Zaz | 3532 comments Same for me Jody, I rated them separately as both are on GR (I think it was 4 stars for the 1st and 2 stars for the 2nd). The moral side was heavy on the 2nd and all the "be a good wife" was terrible.


message 11: by Jody (new) - rated it 2 stars

Jody (jodybell) | 3672 comments I would probably rate them the same, Zaz, and I think I will go and split them up like that. Overall I rated it two stars overall, as the second half really killed it for me.


Rachel A. (AbyssalLibrarian) | 2039 comments I actually don't remember much moralizing in it, other than a few mentions of A Pilgrim's Progress. The "good wife" stuff was fine to me because it fit the context of the time in which it was set.


Carolyn  (Miss Lemon)  (MissLemon) | 261 comments I'm trying to read this for the YA Top 100 book. It's a long time since I was a YA but I do remember attempting to read it then, and failing. I'm really struggling again but I don't want to quit again.
I'm in the UK - is this a book that's more popular in the US or are there any UK readers who love it? Or at least like it?
I'm at Chapter 9 - give up or stick with it? Would one of the characters - probably 'Marmee' - be giving me a lecture about perseverance right now? I hear another voice in my head saying 'life's too short (and your TBR file too tall ) to waste on reading a book you dislike'
Advice please ( and sorry to those who really love it)
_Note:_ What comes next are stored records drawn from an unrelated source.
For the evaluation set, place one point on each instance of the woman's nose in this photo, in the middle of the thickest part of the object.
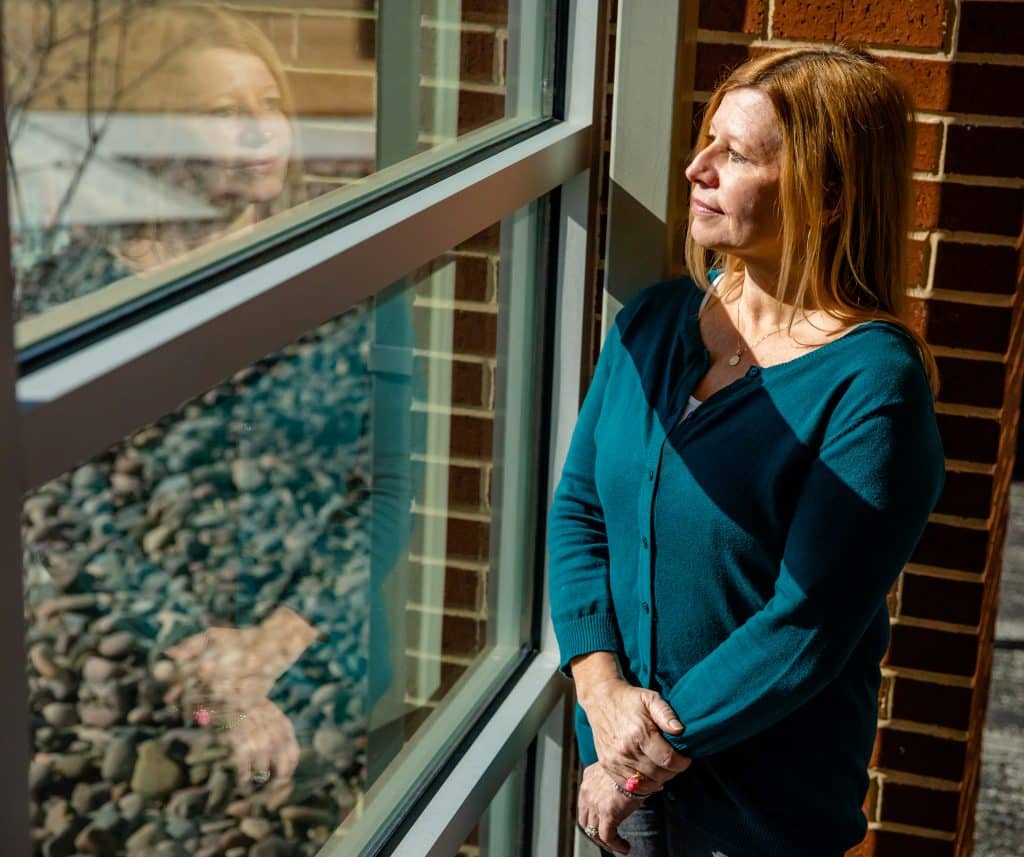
(255, 132)
(699, 169)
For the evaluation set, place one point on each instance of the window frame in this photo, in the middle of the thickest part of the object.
(105, 391)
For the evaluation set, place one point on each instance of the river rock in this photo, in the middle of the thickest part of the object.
(155, 774)
(60, 715)
(117, 645)
(256, 828)
(99, 670)
(119, 759)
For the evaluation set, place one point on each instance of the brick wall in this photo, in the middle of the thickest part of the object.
(964, 65)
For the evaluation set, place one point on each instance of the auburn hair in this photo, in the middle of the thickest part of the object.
(844, 185)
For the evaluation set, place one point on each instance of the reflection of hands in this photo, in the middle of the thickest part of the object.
(600, 806)
(237, 667)
(262, 742)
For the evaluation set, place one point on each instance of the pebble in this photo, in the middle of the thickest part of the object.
(155, 774)
(60, 715)
(119, 759)
(117, 645)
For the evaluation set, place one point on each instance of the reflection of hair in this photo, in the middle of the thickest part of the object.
(844, 187)
(161, 40)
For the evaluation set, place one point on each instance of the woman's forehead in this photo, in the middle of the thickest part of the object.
(748, 115)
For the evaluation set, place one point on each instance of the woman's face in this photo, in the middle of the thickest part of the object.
(238, 125)
(734, 198)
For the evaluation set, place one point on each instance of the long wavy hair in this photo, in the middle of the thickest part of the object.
(844, 185)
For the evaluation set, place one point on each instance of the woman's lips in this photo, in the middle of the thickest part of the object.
(699, 209)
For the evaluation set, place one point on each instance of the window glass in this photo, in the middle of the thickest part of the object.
(152, 139)
(501, 829)
(261, 619)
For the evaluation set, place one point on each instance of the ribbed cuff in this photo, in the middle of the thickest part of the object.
(597, 632)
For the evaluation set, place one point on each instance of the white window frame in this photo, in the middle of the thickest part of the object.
(68, 411)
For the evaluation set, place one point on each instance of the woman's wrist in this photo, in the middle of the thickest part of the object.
(594, 674)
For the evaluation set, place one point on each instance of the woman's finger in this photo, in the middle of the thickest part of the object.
(607, 831)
message 14: by Jody (new) - rated it 2 stars

Jody (jodybell) | 3672 comments I'm Australian, and definitely have more British than American leanings. IMO, it doesn't get any better, and actually gets much worse in the second half, so if you're not absolutely insistent on marking this one off as read, I'd give up now. The more time that passes from my re-read, the more I dislike it. It's like the book version of a Hallmark card.


message 15: by Perri (new)

Perri | 481 comments I"m American and loved it but no apologies for not liking it needed. Listen to the second voice in your head-life's too short!
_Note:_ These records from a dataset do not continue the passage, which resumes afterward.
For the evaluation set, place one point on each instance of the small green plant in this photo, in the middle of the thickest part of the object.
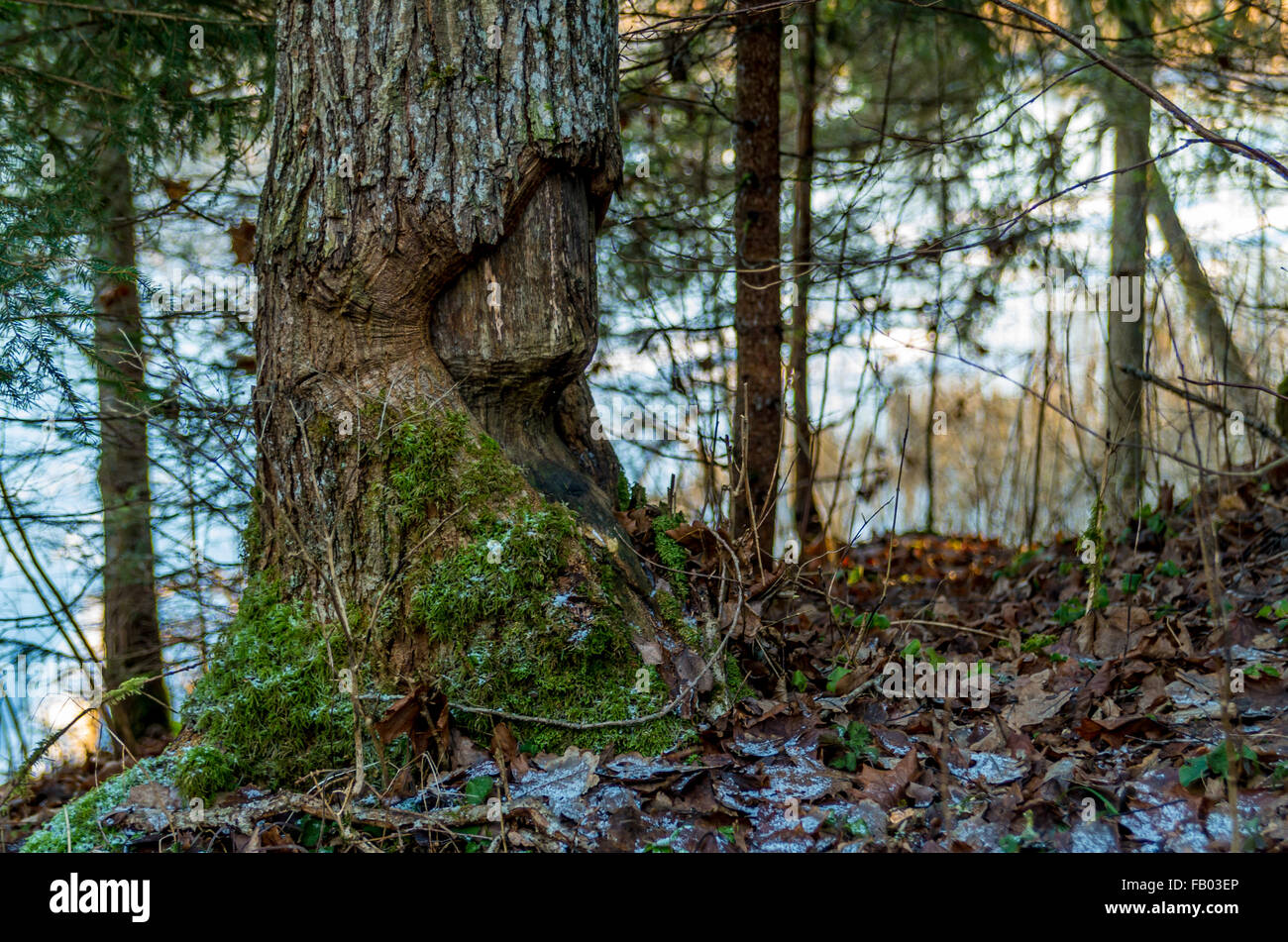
(1035, 642)
(1017, 565)
(1069, 611)
(1214, 765)
(857, 747)
(673, 555)
(1278, 613)
(1014, 843)
(835, 678)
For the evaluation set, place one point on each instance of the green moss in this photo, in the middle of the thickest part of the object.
(673, 555)
(520, 631)
(202, 771)
(271, 699)
(81, 817)
(442, 464)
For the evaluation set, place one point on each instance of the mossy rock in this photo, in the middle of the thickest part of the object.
(77, 825)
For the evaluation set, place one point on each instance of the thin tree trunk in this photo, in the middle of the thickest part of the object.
(807, 523)
(132, 632)
(426, 254)
(1128, 113)
(758, 318)
(1202, 302)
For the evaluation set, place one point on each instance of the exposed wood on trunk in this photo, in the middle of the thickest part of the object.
(428, 244)
(805, 510)
(758, 317)
(1128, 113)
(132, 632)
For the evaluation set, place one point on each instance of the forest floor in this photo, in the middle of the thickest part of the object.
(1099, 730)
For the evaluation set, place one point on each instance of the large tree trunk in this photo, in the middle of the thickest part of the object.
(758, 317)
(132, 632)
(1128, 113)
(805, 508)
(426, 270)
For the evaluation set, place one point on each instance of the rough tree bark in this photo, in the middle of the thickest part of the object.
(758, 317)
(1128, 113)
(132, 632)
(426, 253)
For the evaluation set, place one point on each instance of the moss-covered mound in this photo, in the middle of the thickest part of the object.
(503, 603)
(77, 826)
message 16: by Joan (new) - rated it 3 stars

Joan Barnett | 921 comments I'm reading this for #13 a book recommended by one of your favorite authors. It has taken me quite awhile to get through. At first it was really hard to get into but as the lives progressed of the girls I became more invested in the story. I have never read it before. I only have a couple of chapters left. It will probably be a 3 star rating for me. The characters are developed well and I do like them. The beginning was definitely slow. I'm glad I read it and can check it off of my list. I'm not sure if I would ever revisit it again.


Anastasia (AnastasiaHarris) | 1223 comments I listened to this for the Gilmore Challenge.
The girls play at the beginning was beautiful. That it was obviously a tradition was very touching as were the friendships that the girls developed with those in their community.
It did become overly preachy for me though.
I wonder what the family would be like now. Or at least the story without the heavily moralizing.
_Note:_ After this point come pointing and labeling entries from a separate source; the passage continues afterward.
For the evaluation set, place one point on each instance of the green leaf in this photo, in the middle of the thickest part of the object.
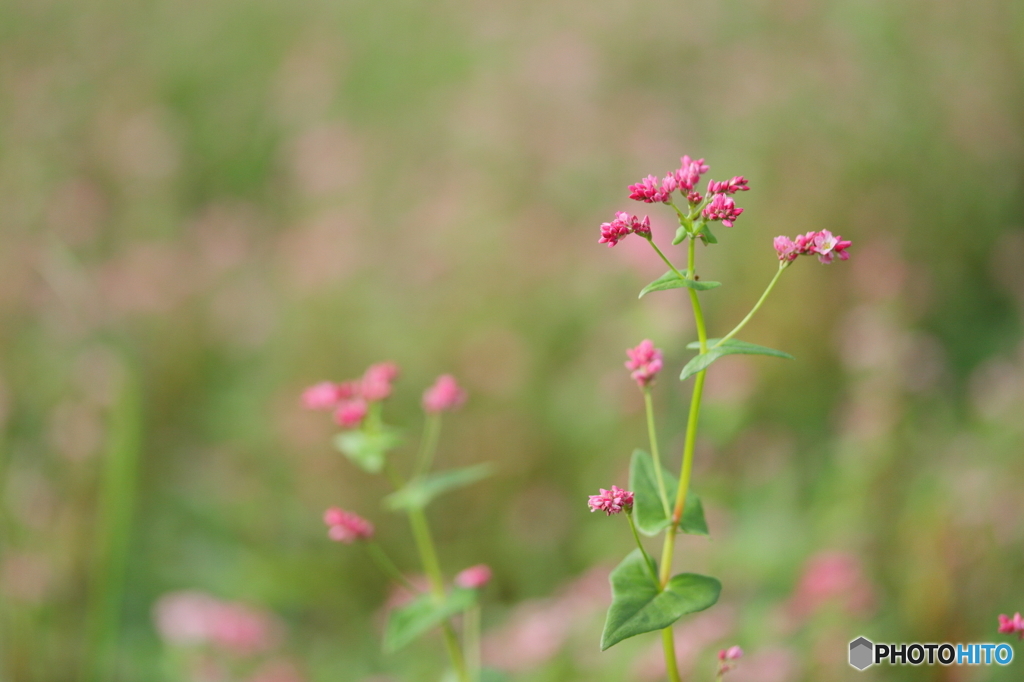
(648, 512)
(368, 450)
(638, 606)
(408, 623)
(730, 347)
(706, 235)
(672, 281)
(681, 235)
(418, 493)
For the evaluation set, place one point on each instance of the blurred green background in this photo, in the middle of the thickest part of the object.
(208, 206)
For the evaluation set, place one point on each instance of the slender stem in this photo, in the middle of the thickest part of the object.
(666, 259)
(684, 477)
(385, 563)
(646, 558)
(781, 266)
(652, 436)
(428, 444)
(431, 566)
(471, 640)
(669, 643)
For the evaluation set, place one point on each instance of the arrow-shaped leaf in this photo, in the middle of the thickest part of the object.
(638, 606)
(408, 623)
(368, 450)
(730, 347)
(418, 493)
(648, 512)
(672, 281)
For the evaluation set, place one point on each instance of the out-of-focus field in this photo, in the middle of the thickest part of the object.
(207, 206)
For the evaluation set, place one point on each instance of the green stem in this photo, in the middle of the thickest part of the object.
(652, 436)
(666, 259)
(771, 285)
(669, 643)
(646, 557)
(471, 640)
(431, 566)
(428, 445)
(385, 563)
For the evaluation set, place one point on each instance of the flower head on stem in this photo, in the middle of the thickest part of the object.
(823, 244)
(611, 502)
(345, 526)
(644, 363)
(623, 226)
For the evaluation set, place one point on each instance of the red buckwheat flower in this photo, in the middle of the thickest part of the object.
(345, 526)
(644, 363)
(1012, 626)
(689, 172)
(611, 502)
(443, 395)
(622, 226)
(722, 208)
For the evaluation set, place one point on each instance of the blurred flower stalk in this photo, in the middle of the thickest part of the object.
(646, 598)
(368, 441)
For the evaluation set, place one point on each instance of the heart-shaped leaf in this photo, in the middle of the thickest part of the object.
(418, 493)
(648, 512)
(672, 281)
(411, 621)
(730, 347)
(368, 450)
(638, 605)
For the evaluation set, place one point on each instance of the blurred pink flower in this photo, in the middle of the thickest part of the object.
(611, 502)
(1011, 626)
(722, 208)
(350, 413)
(376, 382)
(647, 189)
(443, 395)
(644, 361)
(192, 617)
(344, 526)
(727, 658)
(833, 578)
(474, 577)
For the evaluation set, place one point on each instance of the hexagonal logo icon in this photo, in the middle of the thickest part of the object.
(861, 652)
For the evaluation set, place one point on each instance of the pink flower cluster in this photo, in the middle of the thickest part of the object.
(611, 502)
(727, 658)
(622, 226)
(1012, 626)
(345, 526)
(445, 394)
(722, 208)
(644, 363)
(192, 617)
(474, 578)
(650, 190)
(824, 245)
(349, 399)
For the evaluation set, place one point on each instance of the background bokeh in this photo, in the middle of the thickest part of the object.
(207, 206)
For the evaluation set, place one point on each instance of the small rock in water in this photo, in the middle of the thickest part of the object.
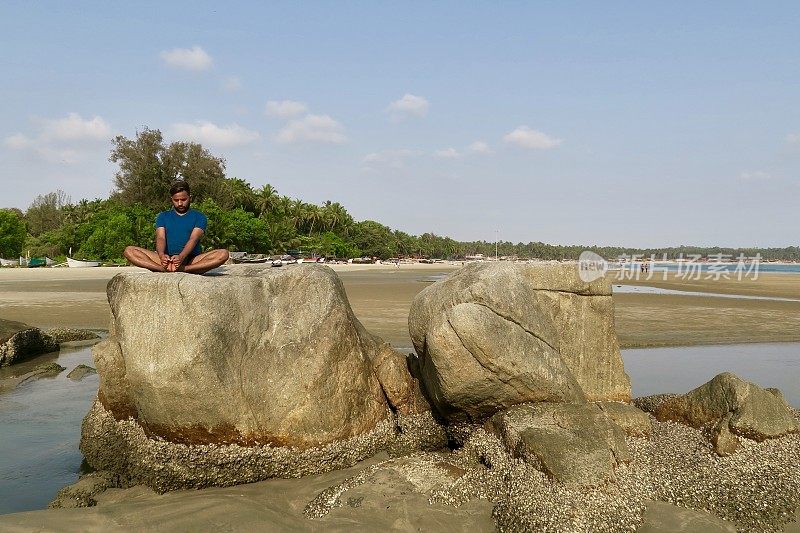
(70, 334)
(80, 372)
(47, 370)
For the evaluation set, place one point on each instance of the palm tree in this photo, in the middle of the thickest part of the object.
(266, 198)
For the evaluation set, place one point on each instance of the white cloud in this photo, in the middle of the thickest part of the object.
(232, 84)
(389, 158)
(448, 153)
(18, 141)
(75, 128)
(480, 147)
(285, 108)
(208, 133)
(63, 140)
(756, 175)
(194, 58)
(531, 139)
(312, 128)
(409, 105)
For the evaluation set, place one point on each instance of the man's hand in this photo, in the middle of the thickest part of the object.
(175, 263)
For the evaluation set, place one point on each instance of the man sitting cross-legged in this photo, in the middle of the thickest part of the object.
(178, 234)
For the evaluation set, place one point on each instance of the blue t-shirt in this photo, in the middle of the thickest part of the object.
(179, 228)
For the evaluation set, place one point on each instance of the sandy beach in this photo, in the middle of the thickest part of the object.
(381, 296)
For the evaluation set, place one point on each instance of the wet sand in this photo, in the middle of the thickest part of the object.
(381, 297)
(645, 320)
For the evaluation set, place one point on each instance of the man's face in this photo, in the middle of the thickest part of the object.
(181, 201)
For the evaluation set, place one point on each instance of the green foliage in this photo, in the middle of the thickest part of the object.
(46, 212)
(12, 234)
(329, 244)
(373, 239)
(147, 167)
(234, 229)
message 18: by Katie, Heliocentric Mod (new) - added it

Katie | 2052 comments Mod
I'm worried to read this. I've tried to read it twice & have given up. I don't know if I even made it to book two, but I thought every chapter was way too didactic & moralistic, so I gave up on it. I want to read it at some point, and by want I mean, I really don't want to, but I feel like I should, but after reading all of your comments, I feel like it's just going to be painful all the way through.


Anastasia (AnastasiaHarris) | 1223 comments Katie wrote: "I'm worried to read this. I've tried to read it twice & have given up. I don't know if I even made it to book two, but I thought every chapter was way too didactic & moralistic, so I gave up on it...."

There are so many good books out there do not waste your time on one you dislike. It was the best piece of advice I every received.


message 20: by Jody (new) - rated it 2 stars

Jody (jodybell) | 3672 comments It actually gets more preachy in the second book/half. I wouldn’t be rushing to read it if I were you, Katie.


Ashley Moore | 266 comments This was okay, but I think I would have enjoyed it more if I read it when I was younger. Instead I found this a younger version of a cross of Gone with the Wind and Pride and Prejudice.